Pharmacological dissection of synaptic factors mediating focal activity. A, Field-triggered MUA ensembles during focal activity from juvenile tissue in zero Mg²⁺ media and after bath application of PTX, CNQX, and AP-5. B, Field-triggered MUA ensembles during focal activity from adult tissue in zero Mg²⁺ media. The inset shows additional details of firing activity. C, Summary of pharmacological results. The number of slices is indicated. D, Nissl-stained subicular minislice. A mark denoted the position of tungsten electrodes. E, Simultaneous MUA recordings during focal activity.
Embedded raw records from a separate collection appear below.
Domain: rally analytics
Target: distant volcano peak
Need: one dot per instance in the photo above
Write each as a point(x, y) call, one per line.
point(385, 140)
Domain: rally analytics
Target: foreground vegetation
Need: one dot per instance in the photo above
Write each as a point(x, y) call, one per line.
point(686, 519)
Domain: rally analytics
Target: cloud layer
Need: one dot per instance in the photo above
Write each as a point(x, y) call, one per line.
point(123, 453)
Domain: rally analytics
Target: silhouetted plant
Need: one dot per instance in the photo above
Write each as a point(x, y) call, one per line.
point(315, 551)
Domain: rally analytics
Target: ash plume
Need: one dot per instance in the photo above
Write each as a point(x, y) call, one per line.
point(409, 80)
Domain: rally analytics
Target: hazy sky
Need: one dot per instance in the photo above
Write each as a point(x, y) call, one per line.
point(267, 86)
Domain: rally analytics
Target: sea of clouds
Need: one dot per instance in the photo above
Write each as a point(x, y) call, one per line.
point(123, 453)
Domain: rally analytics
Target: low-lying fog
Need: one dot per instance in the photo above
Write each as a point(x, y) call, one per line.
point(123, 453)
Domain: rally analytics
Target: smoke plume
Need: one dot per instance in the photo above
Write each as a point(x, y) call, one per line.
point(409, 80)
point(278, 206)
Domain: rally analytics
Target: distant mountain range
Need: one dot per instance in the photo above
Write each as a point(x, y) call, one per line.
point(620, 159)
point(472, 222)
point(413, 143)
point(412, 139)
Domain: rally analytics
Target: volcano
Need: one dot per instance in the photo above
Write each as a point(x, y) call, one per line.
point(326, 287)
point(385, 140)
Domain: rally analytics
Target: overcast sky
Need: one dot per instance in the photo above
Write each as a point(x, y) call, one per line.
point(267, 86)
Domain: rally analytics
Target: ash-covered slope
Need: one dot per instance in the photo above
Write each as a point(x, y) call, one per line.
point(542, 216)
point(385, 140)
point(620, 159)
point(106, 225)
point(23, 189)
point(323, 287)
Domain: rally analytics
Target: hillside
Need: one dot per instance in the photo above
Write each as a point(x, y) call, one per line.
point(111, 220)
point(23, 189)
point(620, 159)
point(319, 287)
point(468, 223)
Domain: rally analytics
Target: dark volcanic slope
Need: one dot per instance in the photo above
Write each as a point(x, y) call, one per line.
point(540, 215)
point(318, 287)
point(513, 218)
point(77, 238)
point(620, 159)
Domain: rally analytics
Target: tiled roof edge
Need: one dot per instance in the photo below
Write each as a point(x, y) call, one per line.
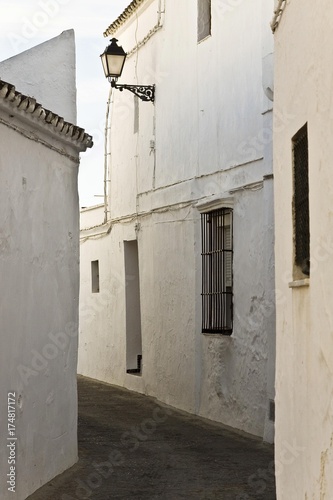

F, Cross-correlation analysis of simultaneously recorded MUA firing rate. Results from five consecutive episodes are shown in gray; the mean is shown in black. G, Same as in F after 4-7 min of PTX application. Note the significant increase of cross-correlation. H, Summary of the cross-correlation analysis under different conditions: zero Mg²⁺, PTX (4-7 min), saclofen, and CNQX. The number of slices is indicated. I, Pharmacological dependence of the frequency of focal and widespread field events.